Prior academic positions include teaching hospital law and public health law in the Department of Epidemiology and Public Health at Yale School of Medicine (1992 – 1994), and conducting the health law component of the Certificate in Business Administration for Physicians program jointly sponsored by Auburn University and the Southern Medical Society (2001 – 2008). For nine years, she served as a guest faculty member at the University of Connecticut School of Medicine (1991 – 2002), and most recently she served as guest faculty for Grand Rounds at Baylor Medical School and the University of Texas at Medical School (Houston), Departments of Ophthalmology (2009).
Ms.
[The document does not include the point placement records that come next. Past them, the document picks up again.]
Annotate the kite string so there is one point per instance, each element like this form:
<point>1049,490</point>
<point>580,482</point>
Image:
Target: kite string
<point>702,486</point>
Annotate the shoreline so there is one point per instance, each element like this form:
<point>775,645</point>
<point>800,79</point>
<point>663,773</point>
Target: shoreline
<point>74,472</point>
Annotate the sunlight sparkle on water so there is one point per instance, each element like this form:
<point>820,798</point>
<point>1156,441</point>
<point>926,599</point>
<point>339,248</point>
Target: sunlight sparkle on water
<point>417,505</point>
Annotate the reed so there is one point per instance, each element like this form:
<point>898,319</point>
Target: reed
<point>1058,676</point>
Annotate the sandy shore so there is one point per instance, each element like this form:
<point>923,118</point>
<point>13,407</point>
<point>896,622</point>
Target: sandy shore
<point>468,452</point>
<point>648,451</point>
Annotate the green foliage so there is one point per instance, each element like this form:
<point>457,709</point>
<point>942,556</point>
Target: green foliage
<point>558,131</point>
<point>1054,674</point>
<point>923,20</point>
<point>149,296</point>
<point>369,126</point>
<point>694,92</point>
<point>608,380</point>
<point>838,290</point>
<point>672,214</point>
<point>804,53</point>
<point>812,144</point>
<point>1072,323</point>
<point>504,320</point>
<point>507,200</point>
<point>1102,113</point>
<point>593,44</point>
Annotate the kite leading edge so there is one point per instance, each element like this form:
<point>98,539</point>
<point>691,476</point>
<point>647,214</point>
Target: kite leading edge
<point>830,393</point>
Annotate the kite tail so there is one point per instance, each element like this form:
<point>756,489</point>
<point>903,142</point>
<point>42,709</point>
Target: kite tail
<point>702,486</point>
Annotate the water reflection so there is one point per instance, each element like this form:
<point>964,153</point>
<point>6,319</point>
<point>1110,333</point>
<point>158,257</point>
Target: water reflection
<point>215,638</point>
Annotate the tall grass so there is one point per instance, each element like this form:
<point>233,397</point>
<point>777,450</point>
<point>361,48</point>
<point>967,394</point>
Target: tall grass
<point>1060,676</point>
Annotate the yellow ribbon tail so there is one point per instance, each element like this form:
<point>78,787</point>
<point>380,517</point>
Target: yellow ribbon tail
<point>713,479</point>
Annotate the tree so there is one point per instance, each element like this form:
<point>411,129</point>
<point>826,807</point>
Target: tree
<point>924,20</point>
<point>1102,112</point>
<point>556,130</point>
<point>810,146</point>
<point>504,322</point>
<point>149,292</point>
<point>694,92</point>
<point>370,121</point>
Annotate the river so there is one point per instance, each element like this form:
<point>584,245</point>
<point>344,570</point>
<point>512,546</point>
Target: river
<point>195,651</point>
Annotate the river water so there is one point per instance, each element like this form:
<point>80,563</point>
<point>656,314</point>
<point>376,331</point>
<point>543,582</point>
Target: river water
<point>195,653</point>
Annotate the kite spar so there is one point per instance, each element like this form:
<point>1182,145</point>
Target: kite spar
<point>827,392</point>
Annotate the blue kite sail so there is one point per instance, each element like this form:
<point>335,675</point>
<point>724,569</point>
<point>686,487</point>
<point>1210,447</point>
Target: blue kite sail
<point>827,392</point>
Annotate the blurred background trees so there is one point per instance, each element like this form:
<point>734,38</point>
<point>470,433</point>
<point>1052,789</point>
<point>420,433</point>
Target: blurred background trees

Fontenot teaches extensively for Texas Medical Association, Texas Medical Liability Trust Southern Medical Association, Arkansas Medical Society, and the American College of Physician Executives. She has served as faculty for many other national provider groups, including the Physician Insurers Association of America, the Medical Group Management Association, and at the American Hospital Association’s Annual Membership Meeting (2008). Ms. Fontenot became a faculty member of the American College of Healthcare Executives (ACHE) in 2007, and teaches both the Health Law and Ethics portions of the Board of Governor’s Examination Review Course, as well as ACHE’s six week on-line health law program.
Ms. Fontenot graduated from the University of Connecticut School of Law (1990), where she was a winner of the annual Moot Court Contest. After law school she was an associate at a law firm in central Connecticut specializing in hospital law and medical malpractice defense (1990 – 1992).
After graduating from the University of Vermont School of Nursing (1978), Ms. Fontenot was a staff nurse at Massachusetts General Hospital (1978 – 1980) and Parkland Memorial Hospital (1980 – 1984).